To eliminate high risk with investing in unlisted securities, Sebi (Securities and Exchange Board of India) prohibits MFs (mutual funds) from investing in such instruments since September 2019.
Before that, mutual funds were allowed to invest a nominal portion of their portfolio in unlisted equity shares.
A fund house could invest up to 5% of its NAV (Net Asset Value) in the unlisted equity shares or equity related instruments in case of open-ended scheme and 10% of its net asset value in case of close ended scheme.
Post the IL&FS crisis in 2018, on review of investment norms for mutual funds in debt and equity securities, Sebi restricted MFs investing in unlisted debt and equity instruments.
According to Sebi (Mutual Funds) Regulations, 2019, “All investments by a mutual fund scheme in equity shares and equity related instruments shall only be made provided such securities are listed or to be listed." Mutual funds can come in as anchor investors in case of to-be-listed entities, said Anil Ghelani, head passive investments & products of DSP Mutual Fund. “Hence, we witnessed some of the mutual funds participating in the recent IPOs (initial public offering) before listing."

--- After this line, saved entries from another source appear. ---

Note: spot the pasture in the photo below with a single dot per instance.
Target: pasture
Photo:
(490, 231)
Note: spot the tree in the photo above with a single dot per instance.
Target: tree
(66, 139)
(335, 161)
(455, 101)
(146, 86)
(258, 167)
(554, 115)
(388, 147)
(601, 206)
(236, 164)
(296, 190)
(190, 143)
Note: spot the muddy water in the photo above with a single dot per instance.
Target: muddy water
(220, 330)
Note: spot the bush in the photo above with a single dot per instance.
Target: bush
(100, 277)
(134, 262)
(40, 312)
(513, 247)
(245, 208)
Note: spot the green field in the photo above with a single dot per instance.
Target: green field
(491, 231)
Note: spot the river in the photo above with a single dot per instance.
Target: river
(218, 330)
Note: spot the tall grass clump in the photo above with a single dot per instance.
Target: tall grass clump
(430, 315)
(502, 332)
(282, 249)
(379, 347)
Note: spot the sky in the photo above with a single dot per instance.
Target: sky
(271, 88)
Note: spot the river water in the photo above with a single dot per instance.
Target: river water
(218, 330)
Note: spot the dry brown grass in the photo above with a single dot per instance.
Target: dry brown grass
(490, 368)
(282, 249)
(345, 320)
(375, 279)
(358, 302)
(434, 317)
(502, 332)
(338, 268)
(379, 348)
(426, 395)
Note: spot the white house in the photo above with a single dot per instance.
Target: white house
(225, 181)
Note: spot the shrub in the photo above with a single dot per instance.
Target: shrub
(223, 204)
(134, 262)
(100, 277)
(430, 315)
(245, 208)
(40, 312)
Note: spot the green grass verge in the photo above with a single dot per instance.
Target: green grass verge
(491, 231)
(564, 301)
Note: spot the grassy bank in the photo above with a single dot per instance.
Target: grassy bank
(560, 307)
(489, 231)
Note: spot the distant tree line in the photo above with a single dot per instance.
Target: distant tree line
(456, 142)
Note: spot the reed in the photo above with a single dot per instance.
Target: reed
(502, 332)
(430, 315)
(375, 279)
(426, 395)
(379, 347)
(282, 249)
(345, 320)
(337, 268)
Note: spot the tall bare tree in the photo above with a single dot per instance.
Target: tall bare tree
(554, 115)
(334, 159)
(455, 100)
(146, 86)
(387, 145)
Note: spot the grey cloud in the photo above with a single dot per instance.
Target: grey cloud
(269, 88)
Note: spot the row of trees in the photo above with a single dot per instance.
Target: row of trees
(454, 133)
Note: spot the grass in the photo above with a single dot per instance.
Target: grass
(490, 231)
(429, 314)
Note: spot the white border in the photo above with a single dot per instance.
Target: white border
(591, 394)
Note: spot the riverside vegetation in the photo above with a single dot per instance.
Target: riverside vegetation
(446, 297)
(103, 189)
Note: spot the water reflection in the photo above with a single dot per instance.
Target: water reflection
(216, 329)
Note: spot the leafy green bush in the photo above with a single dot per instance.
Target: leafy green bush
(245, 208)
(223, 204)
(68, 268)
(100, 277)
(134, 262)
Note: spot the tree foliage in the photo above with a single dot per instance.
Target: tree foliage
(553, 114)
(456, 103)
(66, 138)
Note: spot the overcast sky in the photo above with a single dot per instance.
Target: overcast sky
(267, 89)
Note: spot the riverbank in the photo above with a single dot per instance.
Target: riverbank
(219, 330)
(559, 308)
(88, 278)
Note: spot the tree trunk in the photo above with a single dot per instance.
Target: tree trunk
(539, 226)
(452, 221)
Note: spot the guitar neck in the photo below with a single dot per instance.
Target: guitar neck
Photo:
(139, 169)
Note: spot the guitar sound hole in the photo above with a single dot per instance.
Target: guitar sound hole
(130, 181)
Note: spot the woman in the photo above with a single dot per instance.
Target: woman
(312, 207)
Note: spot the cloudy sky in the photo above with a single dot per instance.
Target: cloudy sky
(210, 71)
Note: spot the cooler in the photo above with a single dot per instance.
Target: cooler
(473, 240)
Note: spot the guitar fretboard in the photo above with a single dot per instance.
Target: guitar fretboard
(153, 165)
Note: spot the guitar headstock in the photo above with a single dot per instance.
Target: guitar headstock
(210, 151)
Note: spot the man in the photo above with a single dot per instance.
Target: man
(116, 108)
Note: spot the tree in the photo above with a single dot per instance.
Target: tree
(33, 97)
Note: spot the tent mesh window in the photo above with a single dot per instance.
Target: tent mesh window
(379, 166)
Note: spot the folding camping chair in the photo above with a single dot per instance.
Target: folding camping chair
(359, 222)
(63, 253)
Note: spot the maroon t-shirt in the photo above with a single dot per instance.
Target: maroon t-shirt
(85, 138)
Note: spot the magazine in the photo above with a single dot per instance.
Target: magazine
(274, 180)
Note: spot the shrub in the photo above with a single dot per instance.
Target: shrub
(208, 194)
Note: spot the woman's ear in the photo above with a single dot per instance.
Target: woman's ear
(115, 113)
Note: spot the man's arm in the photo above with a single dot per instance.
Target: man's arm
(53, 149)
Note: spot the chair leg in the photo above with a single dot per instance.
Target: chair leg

“Unlisted equities are a very illiquid asset class. If there was undue redemption pressure, then the assets need to be sold at distressed pricing, which will not only impact exiting investors but also the existing investors," said Vishal Dhawan, board member, Association of Registered Investment Advisors (ARIA).
There is a tendency for a lot of investors to get carried away because a lot of the unlisted stocks may have brands or names that we may use on daily basis, added Dhawan.
“We believe it is best that access to unlisted shares is available only through investments like AIFs, in which only those investors who can deal with the risks participate," Dhawan concluded.